Regie: Frédéric Fonteyne

Ein Gefängniswärter lernt bei einem Tango-Kurs eine attraktive Krankenschwester kennen. Kurz darauf sieht er sie im Besuchsraum der Haftanstalt wieder, wo sie nicht nur ihren Ehemann, sondern auch ihren Geliebten besucht. Es entspinnt sich ein Wechselspiel aus Liebe und Eifersucht, wobei dem Tango eine große Bedeutung zukommt. Vielschichtige Mischung aus Tanz- und Gefängnisfilm, die geschickt mehrere Motive und Erzählfäden zu einer märchenhaften Utopie verknüpft und den Tango als Ausdruck von körperlicher Nähe und leidenschaftlichem Verlangen beschreibt.
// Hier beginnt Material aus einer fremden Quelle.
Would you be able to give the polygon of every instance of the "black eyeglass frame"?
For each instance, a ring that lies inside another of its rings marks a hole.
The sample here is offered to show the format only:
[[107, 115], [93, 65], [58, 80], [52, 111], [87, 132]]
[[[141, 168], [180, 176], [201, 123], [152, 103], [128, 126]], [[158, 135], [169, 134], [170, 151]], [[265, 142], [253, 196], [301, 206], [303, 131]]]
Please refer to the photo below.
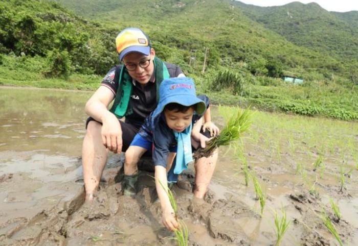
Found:
[[[125, 68], [128, 70], [128, 71], [135, 71], [137, 69], [137, 66], [139, 66], [142, 68], [146, 68], [147, 67], [149, 66], [149, 65], [150, 65], [150, 61], [151, 60], [151, 58], [149, 59], [143, 59], [141, 60], [139, 62], [136, 64], [126, 64], [123, 63], [123, 66], [125, 67]], [[141, 62], [148, 62], [148, 65], [147, 65], [145, 66], [143, 66], [142, 65], [141, 65]], [[128, 66], [135, 66], [134, 69], [128, 69]]]

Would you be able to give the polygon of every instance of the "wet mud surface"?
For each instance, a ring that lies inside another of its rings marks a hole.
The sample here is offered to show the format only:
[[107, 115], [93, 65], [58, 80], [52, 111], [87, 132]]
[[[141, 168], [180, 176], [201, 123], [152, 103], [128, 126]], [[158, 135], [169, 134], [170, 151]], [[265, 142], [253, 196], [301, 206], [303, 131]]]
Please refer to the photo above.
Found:
[[[0, 114], [0, 245], [175, 245], [161, 222], [148, 160], [141, 165], [145, 170], [141, 171], [139, 192], [130, 198], [121, 192], [123, 156], [111, 155], [94, 200], [84, 203], [82, 111], [90, 94], [30, 91], [0, 88], [5, 105]], [[21, 108], [13, 102], [22, 97], [33, 103]], [[216, 109], [213, 114], [222, 124]], [[324, 171], [314, 170], [314, 146], [308, 156], [299, 147], [293, 155], [283, 147], [260, 147], [264, 141], [243, 141], [249, 169], [266, 194], [263, 214], [252, 182], [244, 185], [241, 162], [222, 148], [204, 201], [192, 195], [192, 167], [172, 188], [179, 217], [189, 230], [189, 245], [274, 245], [274, 211], [282, 207], [290, 224], [281, 245], [339, 245], [322, 220], [323, 209], [344, 244], [358, 244], [357, 171], [346, 172], [341, 191], [337, 163], [342, 155], [332, 152], [324, 159]], [[307, 181], [297, 160], [306, 163]], [[354, 164], [350, 157], [345, 161]], [[309, 191], [312, 184], [316, 192]], [[329, 198], [338, 203], [341, 219]]]

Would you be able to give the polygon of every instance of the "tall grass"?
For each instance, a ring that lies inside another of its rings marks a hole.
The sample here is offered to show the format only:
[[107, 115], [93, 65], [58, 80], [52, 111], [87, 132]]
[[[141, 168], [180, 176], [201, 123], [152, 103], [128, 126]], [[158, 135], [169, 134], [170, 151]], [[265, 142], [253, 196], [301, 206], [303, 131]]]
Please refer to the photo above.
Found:
[[275, 244], [275, 246], [279, 246], [283, 238], [283, 236], [288, 228], [290, 222], [287, 222], [287, 216], [286, 216], [286, 210], [283, 207], [281, 210], [282, 216], [280, 218], [278, 213], [275, 211], [275, 229], [276, 232], [277, 240]]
Alle Charaktere werden dabei präzise über Blicke und Gesten umschrieben. - Sehenswert ab 14.

Filmdaten

Originaltitel
TANGO LIBRE
Produktionsland
Belgien/Luxemburg/Frankreich
Produktionsjahr
2012
Regie
Frédéric Fonteyne
Buch
Philippe Blasband · Anne Paulicevich
Kamera
Virginie Saint-Martin
Schnitt
Ewin Ryckaert
Darsteller
François Damiens (JC) · Sergi López (Fernand) · Jan Hammenecker (Dominic) · Anne Paulicevich (Alice) · Zacherie Chasseriaud (Antonio)
Länge
105 Minuten
Kinostart
13.06.2013
Fsk
ab 12; f
Pädagogisches Urteil
- Sehenswert ab 14.
Genre
Drama | Gefängnisfilm | Tanzfilm

Heimkino

Verleih DVD
Movienet (16:9, 1.78:1, DD5.1 frz./dt.)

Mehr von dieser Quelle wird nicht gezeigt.